1. The system prompt isn't reaching the model (cortex/neuron's
   tool-block injection didn't fire). Confirm with
   `RUST_LOG=helexa_acp=debug` and look at the outgoing
   `POST /chat/completions` body.
2. The model itself is too small / undertrained to follow the
   Hermes format reliably. helexa-acp has shape-based name
   inference and JSON repair, but there's a floor below which
   nothing helps.

### Plan-mode writes refused even inside the plan dir

The path comparison is byte-for-byte. If the model emits a path
with `~` and the plan_dir has the expanded form, expansion runs
*before* the comparison — but resolved-vs-symlinked-path
mismatches can still bite. The error message names the attempted
path and the expected prefix so you can compare directly.

## Architecture

Source layout under `crates/helexa-acp/src/`:

| File | Responsibility |
|------|----------------|
| `main.rs` | tokio + Stdio transport. Builds providers, hands off to `agent::Agent` |
| `config.rs` | TOML + env-fallback config, endpoint resolver |
| `agent.rs` | ACP handlers (initialize, session/new, session/prompt, session/cancel, session/set_mode, session/set_model, session/load, session/list), prompt loop with tool-call recursion |
| `session.rs` | Per-session state map (Arc<RwLock<HashMap<…>>>) |
| `store.rs` | On-disk session persistence, plan-dir resolution |
| `prompt.rs` | System-prompt assembly, plan-mode addendum |
| `tools.rs` | Tool schemas + shape-based name inference |
| `tool_runner.rs` | Dispatch a single tool call through ACP client RPCs; permission gate |
| `qwen3.rs` | Qwen3 Hermes tool-format parser (`<tool_call>` / `<think>` markers) |
| `compaction.rs` | Token-budget compaction for the rolling history |
| `path_util.rs` | `~` / `$HOME` expansion shared across every path-taking tool |
| `provider/openai_chat.rs` | OpenAI chat completions provider |
| `provider/openai_responses.rs` | OpenAI Responses API provider |
| `provider/anthropic_messages.rs` | Anthropic Messages API provider |

### Adding a new wire format

1. New file under `src/provider/` implementing the `Provider`
   trait (encoder + SSE decoder).
2. Add a `WireApi` variant in `config.rs`.
3. Wire it into `build_provider` in `main.rs`.
4. Done — every other module is wire-format-agnostic.

### Concurrency

- `Arc<RwLock<HashMap<SessionId, Arc<Mutex<SessionState>>>>>` —
  per-session mutex so concurrent requests across sessions don't
  contend; the map's RwLock is read-mostly.
- Every tool call dispatched serially within a session (parallel
  dispatch would require Zed to handle interleaved permission
  prompts).
- Provider streams are back-pressured by the consumer (bounded
  mpsc channels).

### Self-contained

The crate has no workspace-internal dependencies (no
`cortex-core`, no `cortex-gateway`).
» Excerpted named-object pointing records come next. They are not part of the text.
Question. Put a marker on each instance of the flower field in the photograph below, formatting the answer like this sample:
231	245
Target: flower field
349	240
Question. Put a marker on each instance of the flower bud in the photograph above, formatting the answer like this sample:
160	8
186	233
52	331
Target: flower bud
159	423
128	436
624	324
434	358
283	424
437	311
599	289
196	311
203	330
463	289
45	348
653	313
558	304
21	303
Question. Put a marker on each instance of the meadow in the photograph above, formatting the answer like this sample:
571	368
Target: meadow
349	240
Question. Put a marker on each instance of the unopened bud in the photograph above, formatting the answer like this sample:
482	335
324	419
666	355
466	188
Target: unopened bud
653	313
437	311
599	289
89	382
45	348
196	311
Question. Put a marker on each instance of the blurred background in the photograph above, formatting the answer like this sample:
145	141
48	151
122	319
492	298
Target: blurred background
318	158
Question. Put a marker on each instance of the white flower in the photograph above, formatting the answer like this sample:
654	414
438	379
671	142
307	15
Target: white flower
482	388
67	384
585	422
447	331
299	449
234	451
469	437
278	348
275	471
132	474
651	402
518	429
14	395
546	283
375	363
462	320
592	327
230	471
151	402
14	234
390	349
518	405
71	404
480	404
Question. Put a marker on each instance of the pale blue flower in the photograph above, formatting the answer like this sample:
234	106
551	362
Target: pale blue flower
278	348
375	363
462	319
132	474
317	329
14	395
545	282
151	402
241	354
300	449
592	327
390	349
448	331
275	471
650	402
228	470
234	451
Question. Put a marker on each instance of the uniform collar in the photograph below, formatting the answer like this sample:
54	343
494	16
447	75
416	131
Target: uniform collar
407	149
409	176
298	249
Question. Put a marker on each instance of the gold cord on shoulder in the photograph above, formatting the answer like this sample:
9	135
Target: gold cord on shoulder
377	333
Migration to a dedicated
GitHub repo for cross-platform CI / cargo-dist binaries is
Cargo.toml-only.

## Status

- Stages 1–6 shipped: scaffold, agent loop, tools, modes, session
  resume, image input, model picker, three wire formats.
- Stage 8 (RPM + multi-platform CI) tracked in the canonical plan;
  Linux x86_64 RPM ships today via the cortex monorepo's Gitea
  Actions.

## Contributing

Repository: https://git.lair.cafe/helexa/cortex (`crates/helexa-acp/`).
Issues / PRs welcome. The canonical staged plan is in
`~/.claude/plans/plan-the-per-device-worker-abstract-micali.md` on
the maintainer's machine; the substages 3a–3e and 6a/6b that the
canonical plan didn't anticipate are documented in commit messages.

CI: `cargo fmt --check --all`, `cargo clippy --workspace -- -D
warnings`, `cargo test --workspace` must all pass before merge.